夏目漱石 道草

五十八



 健三は外国から帰って来た時、既に金の必要を感じた。久しぶりにわが生れ故郷の東京に新らしい世帯を持つ事になった彼の懐中には一片の銀貨さえなかった。



 彼は日本を立つ時、その妻子を細君の父に託した。父は自分の邸内にある小(ち)さな家を空けて彼らの住居(すrbrb/rubyrtまい)に充てた。細君の祖父母が亡くなるまでいたその家は狭いながらさほど見苦しくもなかった。張交(はりまぜ)の襖(ふすま)には南湖(なんこ)の画(え)だの鵬斎(ぼうさい)の書だの、すべて亡くなった人の趣味を偲(しの)ばせる記念(かたみ)と見るべきものさえ故(もと)の通り貼(は)り付けてあった。



 父は官吏であった。大して派出(はで)な暮しの出来る身分ではなかったけれども、留守中手元に預かった自分の娘や娘の子に、苦しい思いをさせるほど窮してもいなかった。その上健三の細君へは月々いくらかの手当が公けから下りた。健三は安心してわが家族を後に遺した。



 彼が外国にいるうち内閣が変った。その時細君の父は比較的安全な閑職からまた引張出されて劇(はげ)しく活動しなければならない或(ある)位置に就いた。不幸にしてその新らしい内閣はすぐ倒れた。父は崩壊の渦の中(うち)に捲(ま)き込まれなければならなかった。



 遠い所でこの変化を聴いた健三は、同情に充ちた眼を故郷の空に向けた。けれども細君の父の経済状態に関しては別に顧慮する必要のないものとして、殆(ほと)んど心を悩ませなかった。



 迂闊(うかつ)な彼は帰ってからも其所(そこ)に注意を払わなかった。また気も付かなかった。彼は細君が月々貰(もら)う二十円だけでも子供二人に下女(げじょ)を使って充分遣(や)って行ける位に考えていた。



「何しろ家賃が出ないんだから」



 こんな呑気(のんき)な想像が、実際を見た彼の眼を驚愕(おどろき)で丸くさせた。

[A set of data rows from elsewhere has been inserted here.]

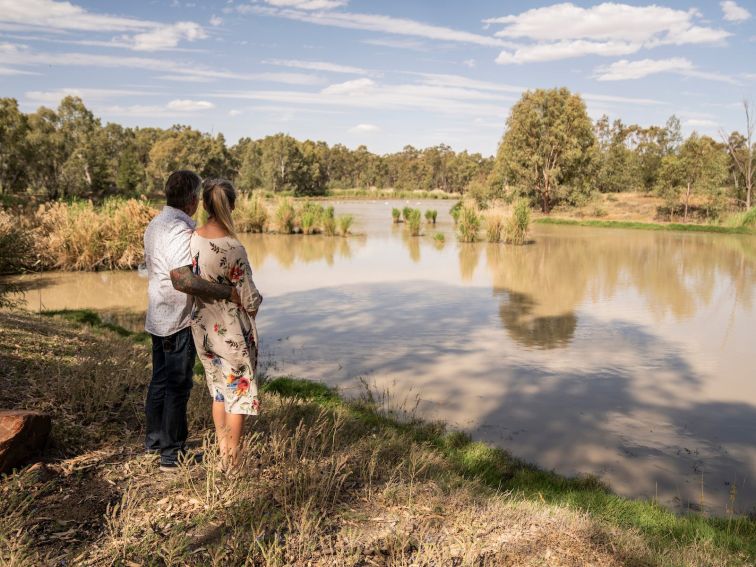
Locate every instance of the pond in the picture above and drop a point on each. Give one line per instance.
(624, 354)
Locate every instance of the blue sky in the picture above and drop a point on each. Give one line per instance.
(380, 73)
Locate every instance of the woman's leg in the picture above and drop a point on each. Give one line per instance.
(221, 429)
(235, 426)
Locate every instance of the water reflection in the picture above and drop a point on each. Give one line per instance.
(620, 353)
(296, 249)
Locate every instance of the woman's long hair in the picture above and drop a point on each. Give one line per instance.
(218, 198)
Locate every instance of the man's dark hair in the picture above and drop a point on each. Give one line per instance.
(181, 188)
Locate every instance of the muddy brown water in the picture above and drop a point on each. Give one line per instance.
(624, 354)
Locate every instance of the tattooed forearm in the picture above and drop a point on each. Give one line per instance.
(184, 280)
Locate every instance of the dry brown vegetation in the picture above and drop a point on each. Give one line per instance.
(322, 482)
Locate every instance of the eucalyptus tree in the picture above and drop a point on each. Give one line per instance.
(549, 148)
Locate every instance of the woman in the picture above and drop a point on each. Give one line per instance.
(225, 333)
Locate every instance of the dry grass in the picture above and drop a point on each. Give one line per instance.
(80, 236)
(322, 482)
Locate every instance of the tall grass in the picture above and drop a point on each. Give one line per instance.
(517, 226)
(285, 215)
(455, 211)
(79, 236)
(468, 224)
(494, 225)
(344, 223)
(322, 481)
(414, 222)
(251, 213)
(17, 253)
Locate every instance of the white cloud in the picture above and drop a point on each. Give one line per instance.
(64, 16)
(5, 71)
(624, 70)
(563, 31)
(364, 129)
(17, 55)
(701, 123)
(734, 13)
(53, 97)
(166, 37)
(51, 15)
(376, 23)
(185, 105)
(308, 4)
(317, 66)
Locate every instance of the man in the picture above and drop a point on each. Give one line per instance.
(171, 285)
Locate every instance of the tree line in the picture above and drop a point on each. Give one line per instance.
(68, 152)
(551, 152)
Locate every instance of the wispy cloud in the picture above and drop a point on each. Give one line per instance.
(375, 23)
(364, 129)
(732, 12)
(51, 15)
(563, 31)
(624, 70)
(16, 55)
(318, 66)
(186, 105)
(88, 94)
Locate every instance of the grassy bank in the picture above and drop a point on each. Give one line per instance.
(646, 225)
(324, 481)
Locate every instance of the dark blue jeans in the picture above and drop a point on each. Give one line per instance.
(165, 408)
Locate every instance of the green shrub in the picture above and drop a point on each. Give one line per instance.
(518, 223)
(344, 223)
(468, 224)
(494, 225)
(455, 210)
(414, 221)
(285, 216)
(329, 226)
(251, 213)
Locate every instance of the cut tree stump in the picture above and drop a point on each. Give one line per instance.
(23, 435)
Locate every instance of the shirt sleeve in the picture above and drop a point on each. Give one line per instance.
(240, 275)
(177, 251)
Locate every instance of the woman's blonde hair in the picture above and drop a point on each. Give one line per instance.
(218, 198)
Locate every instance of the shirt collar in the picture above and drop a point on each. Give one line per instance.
(179, 214)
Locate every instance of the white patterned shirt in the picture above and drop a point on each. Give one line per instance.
(166, 247)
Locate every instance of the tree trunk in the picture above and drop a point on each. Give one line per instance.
(687, 200)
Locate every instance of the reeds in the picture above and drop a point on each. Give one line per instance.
(285, 215)
(251, 213)
(468, 223)
(79, 236)
(344, 223)
(414, 222)
(455, 211)
(516, 230)
(494, 225)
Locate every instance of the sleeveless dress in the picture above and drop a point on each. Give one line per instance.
(225, 334)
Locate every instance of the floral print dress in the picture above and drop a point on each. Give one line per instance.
(225, 334)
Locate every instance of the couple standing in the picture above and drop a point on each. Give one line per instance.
(202, 300)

細君は夫の留守中に自分の不断着をことごとく着切ってしまった。仕方がないので、しまいには健三の置いて行った地味(じみ)な男物を縫い直して身に纏(まと)った。同時に蒲団(ふとん)からは綿が出た。夜具は裂けた。それでも傍(そば)に見ている父はどうして遣る訳にも行かなかった。彼は自分の位地を失った後(あと)、相場に手を出して、多くもない貯蓄を悉(ことごと)く亡くしてしまったのである。

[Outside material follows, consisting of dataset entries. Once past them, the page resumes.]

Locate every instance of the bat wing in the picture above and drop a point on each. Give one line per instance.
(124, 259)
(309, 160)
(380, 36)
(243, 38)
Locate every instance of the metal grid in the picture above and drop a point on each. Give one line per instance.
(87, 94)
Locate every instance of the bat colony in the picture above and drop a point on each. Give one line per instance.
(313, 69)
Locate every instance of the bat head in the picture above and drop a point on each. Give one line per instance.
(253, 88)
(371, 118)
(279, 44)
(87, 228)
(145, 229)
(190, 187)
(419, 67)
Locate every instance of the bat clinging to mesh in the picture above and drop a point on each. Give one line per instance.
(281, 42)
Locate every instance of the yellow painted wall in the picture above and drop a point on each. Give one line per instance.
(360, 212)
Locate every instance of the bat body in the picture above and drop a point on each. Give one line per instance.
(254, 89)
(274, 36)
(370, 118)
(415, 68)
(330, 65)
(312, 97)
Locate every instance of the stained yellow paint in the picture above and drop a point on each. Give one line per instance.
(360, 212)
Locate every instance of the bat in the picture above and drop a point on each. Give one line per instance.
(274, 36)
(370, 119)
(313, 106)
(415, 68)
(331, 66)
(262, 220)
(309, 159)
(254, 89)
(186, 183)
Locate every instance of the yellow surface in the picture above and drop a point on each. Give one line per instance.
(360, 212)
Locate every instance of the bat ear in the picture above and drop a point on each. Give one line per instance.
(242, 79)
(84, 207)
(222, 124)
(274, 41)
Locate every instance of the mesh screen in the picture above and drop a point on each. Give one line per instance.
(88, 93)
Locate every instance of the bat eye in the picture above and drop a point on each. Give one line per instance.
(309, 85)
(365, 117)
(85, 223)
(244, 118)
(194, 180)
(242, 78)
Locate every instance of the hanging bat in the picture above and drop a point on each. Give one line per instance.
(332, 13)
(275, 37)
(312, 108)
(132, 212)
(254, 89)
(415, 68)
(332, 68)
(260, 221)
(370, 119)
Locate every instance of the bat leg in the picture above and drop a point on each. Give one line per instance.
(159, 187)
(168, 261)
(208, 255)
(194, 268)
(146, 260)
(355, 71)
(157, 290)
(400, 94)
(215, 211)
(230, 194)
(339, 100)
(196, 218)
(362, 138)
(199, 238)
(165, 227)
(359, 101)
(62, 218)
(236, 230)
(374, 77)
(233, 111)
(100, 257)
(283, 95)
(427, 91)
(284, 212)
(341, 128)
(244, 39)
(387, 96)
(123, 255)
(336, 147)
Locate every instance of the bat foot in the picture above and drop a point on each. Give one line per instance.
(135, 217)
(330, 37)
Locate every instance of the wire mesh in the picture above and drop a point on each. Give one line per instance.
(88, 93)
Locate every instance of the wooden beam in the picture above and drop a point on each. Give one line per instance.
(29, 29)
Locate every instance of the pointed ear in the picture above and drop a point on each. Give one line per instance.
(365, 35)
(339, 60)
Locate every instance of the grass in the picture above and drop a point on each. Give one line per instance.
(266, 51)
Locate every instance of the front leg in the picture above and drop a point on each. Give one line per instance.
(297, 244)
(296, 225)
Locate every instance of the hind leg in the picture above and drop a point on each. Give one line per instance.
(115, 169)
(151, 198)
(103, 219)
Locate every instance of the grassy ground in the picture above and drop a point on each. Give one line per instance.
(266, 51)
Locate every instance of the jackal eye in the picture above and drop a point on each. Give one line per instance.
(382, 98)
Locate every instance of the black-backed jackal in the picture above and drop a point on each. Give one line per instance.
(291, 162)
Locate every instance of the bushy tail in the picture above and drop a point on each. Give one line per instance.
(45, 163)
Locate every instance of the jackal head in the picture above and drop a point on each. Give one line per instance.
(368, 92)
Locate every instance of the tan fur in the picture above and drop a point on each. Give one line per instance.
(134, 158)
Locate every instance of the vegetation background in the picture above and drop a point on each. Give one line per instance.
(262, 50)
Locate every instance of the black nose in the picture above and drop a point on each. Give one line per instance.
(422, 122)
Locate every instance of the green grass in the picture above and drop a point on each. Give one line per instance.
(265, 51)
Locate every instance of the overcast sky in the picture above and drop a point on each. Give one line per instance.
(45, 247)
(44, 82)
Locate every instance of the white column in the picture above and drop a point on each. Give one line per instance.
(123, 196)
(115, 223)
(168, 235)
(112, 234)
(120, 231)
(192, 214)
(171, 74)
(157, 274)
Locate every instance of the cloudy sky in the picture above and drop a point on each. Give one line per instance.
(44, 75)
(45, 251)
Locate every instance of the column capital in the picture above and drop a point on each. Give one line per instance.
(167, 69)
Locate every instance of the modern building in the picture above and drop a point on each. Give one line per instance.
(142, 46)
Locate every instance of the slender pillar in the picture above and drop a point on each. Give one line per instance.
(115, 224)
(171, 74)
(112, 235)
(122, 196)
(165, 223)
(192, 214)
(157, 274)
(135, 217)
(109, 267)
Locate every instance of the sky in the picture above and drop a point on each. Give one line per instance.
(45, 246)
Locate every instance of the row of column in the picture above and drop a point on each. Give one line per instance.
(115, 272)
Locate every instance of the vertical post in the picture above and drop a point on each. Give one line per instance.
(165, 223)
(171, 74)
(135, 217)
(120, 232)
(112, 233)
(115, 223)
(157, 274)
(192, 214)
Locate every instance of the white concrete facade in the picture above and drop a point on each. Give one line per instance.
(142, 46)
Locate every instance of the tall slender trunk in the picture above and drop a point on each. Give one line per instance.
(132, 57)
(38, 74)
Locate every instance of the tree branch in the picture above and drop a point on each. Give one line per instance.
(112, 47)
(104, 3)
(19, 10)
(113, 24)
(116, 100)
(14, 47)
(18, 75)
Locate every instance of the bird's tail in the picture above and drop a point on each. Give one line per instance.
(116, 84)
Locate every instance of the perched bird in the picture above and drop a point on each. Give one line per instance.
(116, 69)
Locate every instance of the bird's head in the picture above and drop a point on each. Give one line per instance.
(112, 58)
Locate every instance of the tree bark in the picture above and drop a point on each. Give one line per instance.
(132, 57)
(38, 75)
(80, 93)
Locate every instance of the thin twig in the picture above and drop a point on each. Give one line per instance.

 首の回らないほど高い襟(カラ)を掛けて外国から帰って来た健三は、この惨澹(みじめ)な境遇に置かれたわが妻子を黙って眺めなければならなかった。ハイカラな彼はアイロニーのために手非道(てひど)く打ち据えられた。彼の唇は苦笑する勇気さえ有(も)たなかった。



 その内彼の荷物が着いた。細君に指輪一つ買って来なかった彼の荷物は、書籍だけであった。狭苦しい隠居所のなかで、彼はその箱の蓋(ふた)さえ開ける事の出来ないのを馬鹿らしく思った。彼は新らしい家を探し始めた。同時に金の工面もしなければならなかった。

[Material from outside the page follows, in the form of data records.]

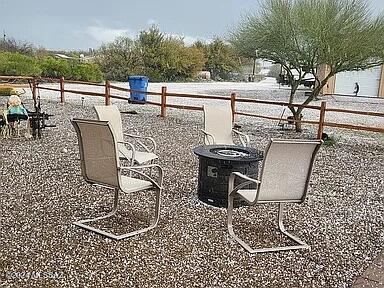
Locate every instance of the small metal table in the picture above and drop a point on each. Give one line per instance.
(216, 163)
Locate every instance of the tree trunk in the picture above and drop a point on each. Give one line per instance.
(297, 117)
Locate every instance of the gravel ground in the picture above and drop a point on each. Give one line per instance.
(42, 193)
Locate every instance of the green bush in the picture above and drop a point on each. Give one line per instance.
(16, 64)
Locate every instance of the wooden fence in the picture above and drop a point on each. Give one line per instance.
(35, 83)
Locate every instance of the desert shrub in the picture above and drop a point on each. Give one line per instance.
(55, 68)
(86, 72)
(16, 64)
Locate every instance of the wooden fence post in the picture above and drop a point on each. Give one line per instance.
(62, 99)
(163, 112)
(321, 120)
(107, 93)
(34, 91)
(233, 105)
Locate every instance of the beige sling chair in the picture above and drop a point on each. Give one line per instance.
(100, 166)
(218, 126)
(112, 114)
(284, 178)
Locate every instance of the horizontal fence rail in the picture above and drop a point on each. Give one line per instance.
(36, 82)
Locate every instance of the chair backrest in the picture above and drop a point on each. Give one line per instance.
(218, 122)
(111, 114)
(286, 170)
(97, 147)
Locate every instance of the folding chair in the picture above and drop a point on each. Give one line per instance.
(284, 178)
(112, 114)
(218, 126)
(100, 166)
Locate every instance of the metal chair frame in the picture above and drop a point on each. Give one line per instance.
(209, 138)
(156, 185)
(232, 191)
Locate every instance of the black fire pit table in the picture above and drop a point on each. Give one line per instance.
(216, 163)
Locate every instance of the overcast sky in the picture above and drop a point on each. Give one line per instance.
(84, 24)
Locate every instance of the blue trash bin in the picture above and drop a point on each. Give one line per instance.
(139, 83)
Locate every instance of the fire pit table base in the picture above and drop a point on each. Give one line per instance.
(216, 163)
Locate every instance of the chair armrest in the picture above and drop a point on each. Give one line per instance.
(150, 139)
(136, 169)
(133, 151)
(244, 142)
(231, 182)
(207, 135)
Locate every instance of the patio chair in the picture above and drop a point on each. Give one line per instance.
(112, 114)
(100, 166)
(284, 178)
(218, 126)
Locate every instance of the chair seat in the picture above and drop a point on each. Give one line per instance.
(248, 194)
(140, 156)
(129, 184)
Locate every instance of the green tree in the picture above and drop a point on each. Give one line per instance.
(303, 35)
(11, 45)
(152, 53)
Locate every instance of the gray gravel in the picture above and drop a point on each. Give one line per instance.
(42, 193)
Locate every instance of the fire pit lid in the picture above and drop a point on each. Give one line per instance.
(229, 153)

 彼は唯一の手段として、今まで継続して来た自分の職を辞した。彼はその行為に伴なって起る必然な結果として、一時(いちじ)賜金(しきん)を受取る事が出来た。一年勤めれば役をやめた時に月給の半額をくれるという規定に従って彼の手に入ったその金額は、無論大したものではなかった。けれども彼はそれで漸(やっ)と日常生活に必要な家具家財を調(ととの)えた。



 彼は僅(わずか)ばかりの金を懐にして、或る古い友達と一所に方々の道具屋などを見て歩いた。その友達がまた品物の如何(いかん)にかかわらずむやみに価切(ねぎ)り倒す癖を有っているので、彼はただ歩くために少なからぬ時間を費やさされた。茶盆、烟草盆(タバコぼん)、火鉢(ひばち)、丼鉢(どんぶりばち)、眼に入(い)るものはいくらでもあったが、買えるのは滅多に出て来なかった。これだけに負けて置けと命令するようにいって、もし主人がその通りにしないと、友達は健三を店先に残したまま、さっさと先へ歩いて行った。健三も仕方なしに後を追懸(おっかけ)なければならなかった。たまに愚図々々していると、彼は大きな声を出して遠くから健三を呼んだ。彼は親切な男であった。同時に自分の物を買うのか他(ひと)の物を買うのか、その区別を弁(わきま)えていないように猛烈な男であった。